In un’intervista del 2019 rilasciata al Wall Street Journal, Michele Di Pierro, il fondatore di Supreme Italia, dichiarava: “Il nostro successo non si basa sul Box Logo. Il segreto sta nella qualità dei prodotti e nel rendere accessibile i nostri articoli a una clientela giovane. Quando registrai il marchio in Italia lo feci in buona fede. James Jebbia non era conosciuto da noi e non aveva nemmeno uno store nel nostro paese, quindi non sapevo dell’esistenza di Supreme New York.”. A quanto pare però la giustizia non la pensa così.
Dopo anni e anni di lotte, la guerra legale sui trademark si è conclusa a favore del brand americano. Come riportato da Bloomberg, Michele Di Pierro e suo figlio Marcello sono stati giudicati dalla corte d’Inghilterra colpevoli di frode. Hanno registrato i marchi “Supreme Italia” e “Supreme Spain” sfruttando ingiustamente la notorietà del colosso dello streetwear fondato a New York nel 1994.

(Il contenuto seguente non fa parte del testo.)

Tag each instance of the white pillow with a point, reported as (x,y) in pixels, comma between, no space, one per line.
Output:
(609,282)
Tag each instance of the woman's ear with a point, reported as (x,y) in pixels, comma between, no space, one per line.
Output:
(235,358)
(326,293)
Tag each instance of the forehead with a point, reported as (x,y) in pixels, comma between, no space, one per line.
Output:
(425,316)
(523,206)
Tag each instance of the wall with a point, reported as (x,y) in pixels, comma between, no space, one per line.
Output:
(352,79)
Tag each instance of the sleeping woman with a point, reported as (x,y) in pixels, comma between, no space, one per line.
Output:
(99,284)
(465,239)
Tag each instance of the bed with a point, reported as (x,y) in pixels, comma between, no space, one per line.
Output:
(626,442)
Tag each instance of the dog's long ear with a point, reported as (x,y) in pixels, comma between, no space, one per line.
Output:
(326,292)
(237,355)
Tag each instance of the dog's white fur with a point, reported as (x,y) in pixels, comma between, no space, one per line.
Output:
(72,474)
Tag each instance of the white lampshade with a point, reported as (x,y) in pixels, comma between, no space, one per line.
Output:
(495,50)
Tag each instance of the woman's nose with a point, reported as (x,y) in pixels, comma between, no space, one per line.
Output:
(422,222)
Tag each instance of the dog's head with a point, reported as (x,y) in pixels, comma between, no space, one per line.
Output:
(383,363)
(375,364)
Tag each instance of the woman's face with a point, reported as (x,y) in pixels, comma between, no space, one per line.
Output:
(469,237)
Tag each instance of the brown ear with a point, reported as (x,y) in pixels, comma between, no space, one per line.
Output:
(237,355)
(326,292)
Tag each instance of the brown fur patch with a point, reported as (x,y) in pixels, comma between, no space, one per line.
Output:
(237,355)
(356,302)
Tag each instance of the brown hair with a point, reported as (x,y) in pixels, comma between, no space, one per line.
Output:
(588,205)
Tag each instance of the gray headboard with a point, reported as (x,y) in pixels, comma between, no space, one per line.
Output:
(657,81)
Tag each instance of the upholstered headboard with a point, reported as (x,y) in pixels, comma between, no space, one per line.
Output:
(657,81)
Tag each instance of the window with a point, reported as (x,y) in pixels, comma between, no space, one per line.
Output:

I due devono scontare rispettivamente 8 e 3 anni di carcere per aver “plagiato l’identità di Supreme con azioni e metodi sfrontati, offensivi e disonesti”. Inoltre dovranno pagare a Supreme ben 7,5 milioni di sterline, che corrispondono a poco più di 8,7 milioni di euro. La sentenza è stata pronunciata dal giudice inglese Martin Beddoe a Londra. Le carte del processo hanno fatto emergere poco dopo che l’azienda londinese aveva solo 300 sterline nei suoi conti.
Infine, l’International Brand Firm Ltd., dovrà pagare una multa di 10,4 milioni di dollari per aver contribuito al reato. Si tratta della holding inglese che si è occupata del trademark nei Paesi in cui James Jebbia non aveva registrato il suo brand.
Al momento, né Supreme né VF Corp hanno commentato l’esito del processo che comunque rappresenta la prima condanna personale. Ricordiamo che lo scorso 3 dicembre era stata ufficializzata nell’Unione Europea la registrazione del trademark del Box Logo. Ma solo la sentenza della scorsa settimana sembrerebbe aver chiarito la questione una volta per tutte.